使用自动语音识别的关键词提取和情感分析

论文标题

使用自动语音识别的关键词提取和情感分析

Keywords Extraction and Sentiment Analysis using Automatic Speech Recognition

论文作者

Shukla, Rachit

论文摘要

自动语音识别（ASR）是计算语言学的跨学科子场，它开发了方法和技术，可以通过计算机将口语识别和翻译成文本。它结合了语言学，计算机科学和电气工程领域的知识和研究。情感分析是文本的上下文挖掘，可以在原始资料中识别和提取主观信息，并帮助企业在监视在线对话时了解其品牌，产品或服务的社交情绪。根据语音结构，在语音识别中使用了三个模型来进行匹配：声学模型，语音词典和语言模型。

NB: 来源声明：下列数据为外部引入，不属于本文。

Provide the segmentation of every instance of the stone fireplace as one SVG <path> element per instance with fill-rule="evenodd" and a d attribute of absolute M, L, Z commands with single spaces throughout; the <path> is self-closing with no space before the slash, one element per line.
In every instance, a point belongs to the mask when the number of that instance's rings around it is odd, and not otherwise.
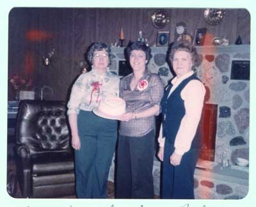
<path fill-rule="evenodd" d="M 165 85 L 173 77 L 166 63 L 165 47 L 152 47 L 148 68 Z M 110 70 L 120 74 L 124 48 L 112 47 Z M 197 199 L 241 199 L 248 188 L 248 167 L 236 165 L 237 157 L 249 160 L 250 45 L 197 47 L 196 72 L 207 94 L 204 112 L 204 144 L 200 158 L 214 164 L 212 169 L 196 169 Z M 225 161 L 228 167 L 223 167 Z M 109 179 L 114 180 L 114 161 Z M 159 193 L 160 163 L 156 158 L 155 193 Z"/>

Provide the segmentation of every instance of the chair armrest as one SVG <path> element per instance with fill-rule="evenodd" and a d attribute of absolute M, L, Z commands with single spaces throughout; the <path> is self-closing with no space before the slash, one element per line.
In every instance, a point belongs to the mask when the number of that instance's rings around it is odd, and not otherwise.
<path fill-rule="evenodd" d="M 29 149 L 24 144 L 18 145 L 15 147 L 17 155 L 23 158 L 30 158 Z"/>
<path fill-rule="evenodd" d="M 16 147 L 17 176 L 22 197 L 29 197 L 31 187 L 31 172 L 29 150 L 25 145 Z"/>

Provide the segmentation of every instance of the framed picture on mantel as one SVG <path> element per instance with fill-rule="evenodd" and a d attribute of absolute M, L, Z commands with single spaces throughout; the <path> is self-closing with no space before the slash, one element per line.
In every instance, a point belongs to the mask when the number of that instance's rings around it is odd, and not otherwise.
<path fill-rule="evenodd" d="M 157 47 L 167 47 L 169 44 L 170 32 L 158 31 L 156 38 Z"/>
<path fill-rule="evenodd" d="M 196 29 L 195 31 L 195 36 L 193 45 L 195 46 L 204 45 L 204 39 L 207 29 L 205 27 Z"/>

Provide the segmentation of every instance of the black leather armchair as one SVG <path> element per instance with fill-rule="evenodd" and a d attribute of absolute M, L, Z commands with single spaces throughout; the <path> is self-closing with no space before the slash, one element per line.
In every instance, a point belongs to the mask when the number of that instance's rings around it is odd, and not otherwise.
<path fill-rule="evenodd" d="M 74 152 L 61 101 L 22 100 L 16 170 L 22 197 L 74 195 Z"/>

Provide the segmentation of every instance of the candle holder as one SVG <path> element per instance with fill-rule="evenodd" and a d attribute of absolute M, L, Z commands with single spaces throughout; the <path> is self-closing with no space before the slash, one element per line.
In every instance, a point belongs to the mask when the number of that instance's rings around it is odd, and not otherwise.
<path fill-rule="evenodd" d="M 125 47 L 125 40 L 122 40 L 122 39 L 119 39 L 119 45 L 121 47 Z"/>

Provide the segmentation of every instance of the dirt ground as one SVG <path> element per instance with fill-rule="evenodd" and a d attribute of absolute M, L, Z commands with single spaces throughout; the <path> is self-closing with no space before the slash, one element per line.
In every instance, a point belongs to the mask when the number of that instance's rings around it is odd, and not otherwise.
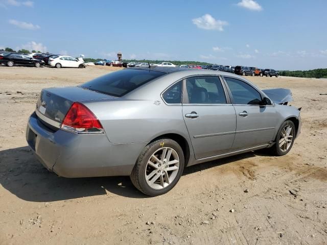
<path fill-rule="evenodd" d="M 292 90 L 302 127 L 291 152 L 192 166 L 169 193 L 149 198 L 128 177 L 58 177 L 25 140 L 42 88 L 113 69 L 0 66 L 0 244 L 327 244 L 326 80 L 247 77 Z"/>

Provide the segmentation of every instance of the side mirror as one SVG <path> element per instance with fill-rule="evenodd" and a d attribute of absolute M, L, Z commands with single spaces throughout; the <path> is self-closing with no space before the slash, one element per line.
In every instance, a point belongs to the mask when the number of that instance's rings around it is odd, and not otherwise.
<path fill-rule="evenodd" d="M 262 104 L 264 106 L 271 105 L 271 101 L 267 97 L 265 97 L 262 100 Z"/>

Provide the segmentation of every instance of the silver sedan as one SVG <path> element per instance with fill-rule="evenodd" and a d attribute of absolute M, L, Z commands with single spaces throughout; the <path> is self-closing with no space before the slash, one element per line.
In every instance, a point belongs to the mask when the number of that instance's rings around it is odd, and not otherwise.
<path fill-rule="evenodd" d="M 262 149 L 286 154 L 301 128 L 291 100 L 288 89 L 261 90 L 230 73 L 127 68 L 43 89 L 26 139 L 59 176 L 129 176 L 154 196 L 186 166 Z"/>

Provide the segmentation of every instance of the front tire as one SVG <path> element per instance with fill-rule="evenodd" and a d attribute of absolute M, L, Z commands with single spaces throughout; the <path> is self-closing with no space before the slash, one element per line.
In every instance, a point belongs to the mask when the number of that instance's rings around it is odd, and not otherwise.
<path fill-rule="evenodd" d="M 7 62 L 7 66 L 10 67 L 12 67 L 14 66 L 14 62 L 10 60 L 8 62 Z"/>
<path fill-rule="evenodd" d="M 162 195 L 178 182 L 184 162 L 183 151 L 177 142 L 159 139 L 145 148 L 130 177 L 134 186 L 146 195 Z"/>
<path fill-rule="evenodd" d="M 277 132 L 275 144 L 269 149 L 271 153 L 274 156 L 286 155 L 293 146 L 295 135 L 295 126 L 293 121 L 284 121 Z"/>

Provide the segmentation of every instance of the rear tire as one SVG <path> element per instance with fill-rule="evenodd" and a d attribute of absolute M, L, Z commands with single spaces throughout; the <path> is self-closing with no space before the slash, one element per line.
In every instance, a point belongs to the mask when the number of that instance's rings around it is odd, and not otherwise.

任何语音识别计划均可使用两个因素进行评估：准确性（将口语转换为数字数据的百分比误差）和速度（该程序可以与人说话的人保持同步的程度）。为了将语音转换为文本（STT），我们将研究以下开源工具包：CMU Sphinx和Kaldi。该工具包使用MEL频率Cepstral系数（MFCC）和I-vector进行特征提取。 CMU Sphinx已与预训练的隐藏马尔可夫模型（HMM）和高斯混合物模型（GMM）一起使用，而Kaldi则与预训练的神经网络（NNET）一起用作声学模型。 N-Gram语言模型包含以晶格形式生成最可能的假设（转录）的音素或PDF-ID。语音数据集以.raw或.wav文件的形式存储，并在.txt文件中转录。然后，该系统试图识别文本中的意见，并提取以下属性：极性（如果说话者表示正面或负面意见）和关键词（正在谈论的事情）。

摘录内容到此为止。